Já não conheço os nomes de um mundo que me nega
Leio as conchas, as folhas, os astros com clareza
Meu ódio é supérfluo nos caminhos do céu
A menos seja o sonho vendo-me cruzar de novo
Com lágrimas o mar da imortalidade
Estrela do mar, sob o arco dourado de teus fogos
Já não conheço a noite que é só noite.
(p. 255)
Ora, esse conjunto de versos ressalta a busca do poeta por uma compreensão do enigma ("Já não conheço a noite") pelos seus elementos, nunces, dêiticos e indícios, marcas em si mesmas fugidias ("uma frota de astros" e "leio as conchas, as folhas"), mas que ele sabe serem essenciais para o assentamento de sua posição enquanto humano, de (para aludir a Heidegger e também a Drummond) seu "ser-e-estar-no-mundo". No entanto, ele sabe ser esta tentativa frustrada, ou mesmo parcial, uma vez que "sob o arco dourado de teus fogos / Já não conheço a noite que é só noite". Por outras palavras, a noite guarda em si um novo enigma, uma outra noite que, como múltiplas matrioskas, acumula centenas, dezenas de novas noites dentro da noite.

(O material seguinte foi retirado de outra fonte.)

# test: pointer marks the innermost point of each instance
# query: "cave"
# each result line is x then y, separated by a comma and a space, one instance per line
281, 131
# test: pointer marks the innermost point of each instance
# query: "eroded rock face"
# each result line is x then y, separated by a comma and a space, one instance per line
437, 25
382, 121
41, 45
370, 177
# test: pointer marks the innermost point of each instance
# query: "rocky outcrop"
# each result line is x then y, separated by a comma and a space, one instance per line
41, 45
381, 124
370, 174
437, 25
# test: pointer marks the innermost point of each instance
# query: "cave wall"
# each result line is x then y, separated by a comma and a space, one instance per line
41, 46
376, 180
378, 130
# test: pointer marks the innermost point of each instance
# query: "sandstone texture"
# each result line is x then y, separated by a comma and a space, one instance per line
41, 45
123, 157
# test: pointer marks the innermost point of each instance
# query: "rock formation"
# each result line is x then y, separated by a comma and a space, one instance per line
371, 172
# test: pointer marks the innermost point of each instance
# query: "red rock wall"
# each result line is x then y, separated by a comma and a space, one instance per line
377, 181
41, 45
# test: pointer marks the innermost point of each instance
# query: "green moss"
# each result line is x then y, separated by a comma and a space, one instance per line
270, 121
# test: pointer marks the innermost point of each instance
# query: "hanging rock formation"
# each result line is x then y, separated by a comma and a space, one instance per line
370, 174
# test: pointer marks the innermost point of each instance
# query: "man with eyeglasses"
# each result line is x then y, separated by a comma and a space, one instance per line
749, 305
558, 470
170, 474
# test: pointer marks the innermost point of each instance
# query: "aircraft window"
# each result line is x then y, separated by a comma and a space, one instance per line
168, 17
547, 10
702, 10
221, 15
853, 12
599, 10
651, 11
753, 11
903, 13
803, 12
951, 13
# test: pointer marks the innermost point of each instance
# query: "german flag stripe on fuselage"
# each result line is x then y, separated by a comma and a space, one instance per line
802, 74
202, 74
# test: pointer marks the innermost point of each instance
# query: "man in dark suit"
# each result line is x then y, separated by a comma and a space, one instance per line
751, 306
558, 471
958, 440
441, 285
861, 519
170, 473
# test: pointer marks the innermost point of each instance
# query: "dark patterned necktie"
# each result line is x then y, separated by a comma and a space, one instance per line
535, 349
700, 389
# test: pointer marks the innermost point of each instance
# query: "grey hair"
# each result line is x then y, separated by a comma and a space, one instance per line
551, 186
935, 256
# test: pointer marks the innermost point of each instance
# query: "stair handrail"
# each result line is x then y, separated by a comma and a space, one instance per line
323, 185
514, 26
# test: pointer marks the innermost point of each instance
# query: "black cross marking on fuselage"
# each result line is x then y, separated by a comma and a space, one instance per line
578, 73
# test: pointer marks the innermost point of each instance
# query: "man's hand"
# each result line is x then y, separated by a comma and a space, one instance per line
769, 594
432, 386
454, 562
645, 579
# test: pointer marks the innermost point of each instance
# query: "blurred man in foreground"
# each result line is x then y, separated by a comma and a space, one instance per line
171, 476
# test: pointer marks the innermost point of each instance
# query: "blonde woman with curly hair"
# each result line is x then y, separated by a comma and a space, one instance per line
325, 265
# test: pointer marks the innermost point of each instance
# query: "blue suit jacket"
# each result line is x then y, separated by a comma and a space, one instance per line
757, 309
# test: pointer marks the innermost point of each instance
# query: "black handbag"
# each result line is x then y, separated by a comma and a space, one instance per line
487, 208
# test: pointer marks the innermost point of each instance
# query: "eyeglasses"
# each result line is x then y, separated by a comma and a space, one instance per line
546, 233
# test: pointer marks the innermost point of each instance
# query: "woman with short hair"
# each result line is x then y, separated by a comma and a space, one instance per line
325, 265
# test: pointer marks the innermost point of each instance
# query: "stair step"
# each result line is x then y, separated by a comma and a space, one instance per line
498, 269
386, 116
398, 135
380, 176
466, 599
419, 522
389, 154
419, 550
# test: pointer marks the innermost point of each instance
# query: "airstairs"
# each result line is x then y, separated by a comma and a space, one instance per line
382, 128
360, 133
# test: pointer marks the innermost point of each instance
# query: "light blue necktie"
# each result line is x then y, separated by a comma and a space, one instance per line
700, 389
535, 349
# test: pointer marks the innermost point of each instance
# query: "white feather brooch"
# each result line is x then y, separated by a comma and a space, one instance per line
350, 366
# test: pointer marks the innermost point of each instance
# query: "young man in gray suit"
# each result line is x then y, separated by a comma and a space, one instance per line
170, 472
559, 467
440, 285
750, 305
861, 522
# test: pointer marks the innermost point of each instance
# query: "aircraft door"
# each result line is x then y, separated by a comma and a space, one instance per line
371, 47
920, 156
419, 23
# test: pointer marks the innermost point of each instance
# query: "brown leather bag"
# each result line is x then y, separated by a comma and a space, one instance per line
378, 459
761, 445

O que não invalida a busca, uma vez que é preciso buscar a "ilha que me sonha" (a mônada), ainda que ela se apresente distante e fugidia.
Como dito, outro elemento presente na poética de Elýtis é o sentido imagético que ele confere aos dados empíricos (ou mesmo trágicos) da existência, como lemos no poema "A Autópsia":
Pois bem, verificou-se que o outro das raízes de oliveira
gotejara-lhe nos refolhos do coração.
E que, pelas muitas vezes que aguardou em vigilha, junto
ao candelabro a Aurora nascer, um ardor estranho se
apoderara de suas entranhas.
Um pouco abaixo da pele, a linha anil do horizonte, de
forte colorido. E traços copiosos de azul também no
sangue.
As vozes dos pássaros, que nas longas horas de solidão
ele aprendera de cor, pareciam haver transbordado
todas a um só tempo, pelo que não foi possível à faca
ir mais fundo.
Provavelmente a intenção bastava para o Mal.
Que ele enfrentou - claro está - na terrível postura do
inocente. De olhos orgulhosamente abertos, o bosque
todo a se mover ainda em suas retinas imaculadas.
Nada no encéfalo, a não ser um eco arruinado do céu.
Na concha de sua orelha esquerda, só um pouco de areia
finíssima como se dentro de uma ostra. O que significa
ter ele andado solitariamente muitas vezes à beira-mar,
definhando de amor entre os rugidos do vento.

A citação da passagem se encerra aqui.